Oracle propose, dans ses Bases de Données, des fonctionnalités (« features ») et des options de Base de Données. Certaines sont disponibles gratuitement dans certaines éditions de la base, d’autres sont payantes.
Nous verrons dans cet article les règles de tarification à connaître pour ces options et fonctionnalités.

  1. Les types d’accès aux bases

Une Base de Données peut être manipulée via une application, un Web Service, un script et/ou une API, etc. La prise en compte de ce type d’accès sera déterminante dans le calcul du nombre de licences requis et pour le choix du métrique à utiliser.

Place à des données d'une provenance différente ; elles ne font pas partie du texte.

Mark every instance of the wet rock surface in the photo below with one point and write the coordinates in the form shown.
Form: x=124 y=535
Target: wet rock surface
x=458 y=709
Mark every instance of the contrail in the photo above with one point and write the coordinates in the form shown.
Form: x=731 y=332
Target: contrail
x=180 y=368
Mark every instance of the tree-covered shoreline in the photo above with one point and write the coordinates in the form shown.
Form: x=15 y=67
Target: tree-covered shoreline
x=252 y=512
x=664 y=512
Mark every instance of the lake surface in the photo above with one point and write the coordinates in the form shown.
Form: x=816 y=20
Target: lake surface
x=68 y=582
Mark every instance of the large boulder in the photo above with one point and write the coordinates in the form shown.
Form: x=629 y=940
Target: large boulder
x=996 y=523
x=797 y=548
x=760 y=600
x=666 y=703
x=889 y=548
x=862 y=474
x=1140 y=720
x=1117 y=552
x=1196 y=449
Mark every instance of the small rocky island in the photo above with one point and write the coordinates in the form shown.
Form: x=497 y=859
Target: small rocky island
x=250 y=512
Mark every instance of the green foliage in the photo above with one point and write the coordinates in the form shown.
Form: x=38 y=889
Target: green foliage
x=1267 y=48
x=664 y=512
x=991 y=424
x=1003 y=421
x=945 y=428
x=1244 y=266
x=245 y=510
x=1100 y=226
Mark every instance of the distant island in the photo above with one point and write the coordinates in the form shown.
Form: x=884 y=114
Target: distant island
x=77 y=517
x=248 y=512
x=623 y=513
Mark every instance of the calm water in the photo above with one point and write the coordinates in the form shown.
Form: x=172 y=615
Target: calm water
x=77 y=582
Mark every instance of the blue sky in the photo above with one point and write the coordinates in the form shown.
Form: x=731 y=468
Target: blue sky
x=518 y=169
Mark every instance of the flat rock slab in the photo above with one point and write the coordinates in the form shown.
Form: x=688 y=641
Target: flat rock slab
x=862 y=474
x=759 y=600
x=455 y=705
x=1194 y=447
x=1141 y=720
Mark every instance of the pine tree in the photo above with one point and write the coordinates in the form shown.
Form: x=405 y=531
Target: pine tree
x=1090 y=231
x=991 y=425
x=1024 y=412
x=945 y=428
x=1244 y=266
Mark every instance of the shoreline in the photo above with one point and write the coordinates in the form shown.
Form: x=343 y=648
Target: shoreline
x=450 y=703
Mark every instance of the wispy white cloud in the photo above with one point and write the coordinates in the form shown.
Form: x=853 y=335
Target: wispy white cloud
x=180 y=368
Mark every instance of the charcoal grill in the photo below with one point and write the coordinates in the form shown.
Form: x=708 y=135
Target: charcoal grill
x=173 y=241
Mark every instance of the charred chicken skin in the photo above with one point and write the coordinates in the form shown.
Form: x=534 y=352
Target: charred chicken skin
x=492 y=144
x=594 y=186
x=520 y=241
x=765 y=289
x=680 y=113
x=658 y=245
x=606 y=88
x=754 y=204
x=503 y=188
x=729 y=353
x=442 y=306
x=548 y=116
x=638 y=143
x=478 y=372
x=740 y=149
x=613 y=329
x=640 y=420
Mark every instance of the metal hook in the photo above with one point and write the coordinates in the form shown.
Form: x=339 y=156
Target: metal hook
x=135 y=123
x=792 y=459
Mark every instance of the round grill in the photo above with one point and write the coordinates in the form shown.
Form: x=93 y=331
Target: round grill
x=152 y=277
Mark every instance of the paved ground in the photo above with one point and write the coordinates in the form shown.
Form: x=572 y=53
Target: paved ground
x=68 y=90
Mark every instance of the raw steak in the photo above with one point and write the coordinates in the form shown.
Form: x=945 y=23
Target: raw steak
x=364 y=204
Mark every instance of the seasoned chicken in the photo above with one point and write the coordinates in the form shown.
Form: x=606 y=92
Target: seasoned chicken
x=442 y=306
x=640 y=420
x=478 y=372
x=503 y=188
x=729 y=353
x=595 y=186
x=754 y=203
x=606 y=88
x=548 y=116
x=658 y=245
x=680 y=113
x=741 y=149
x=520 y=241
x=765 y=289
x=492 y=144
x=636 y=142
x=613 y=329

  1. Les types de sauvegarde & PRA

Il existe différents mécanismes de sauvegarde (bande, baies de disques partagées, serveurs en miroir, etc.) desquels dépendra la nécessité de disposer ou non de licences.
Les techniques de sauvegardes et les Plans de Reprise d’Activité utilisés ont un impact sur le nombre de licences requis.

  1. La virtualisation

D’un point de vue Oracle Licensing, il existe 2 grandes types de virtualisation : « Hard » ou « Soft » partitioning ; les différentes technologies de virtualisation (IBM AIX, VMware, Microsoft Hyper-V, etc.) ne sont donc pas soumises aux mêmes règles…

  1. Les cas particuliers

Aux 9 notions essentielles évoquées ci-dessus, il faut rajouter quelques points particuliers à prendre en compte, clauses particulières dans les contrats, notion de « faux positif » ou « soupçon d’usage », etc.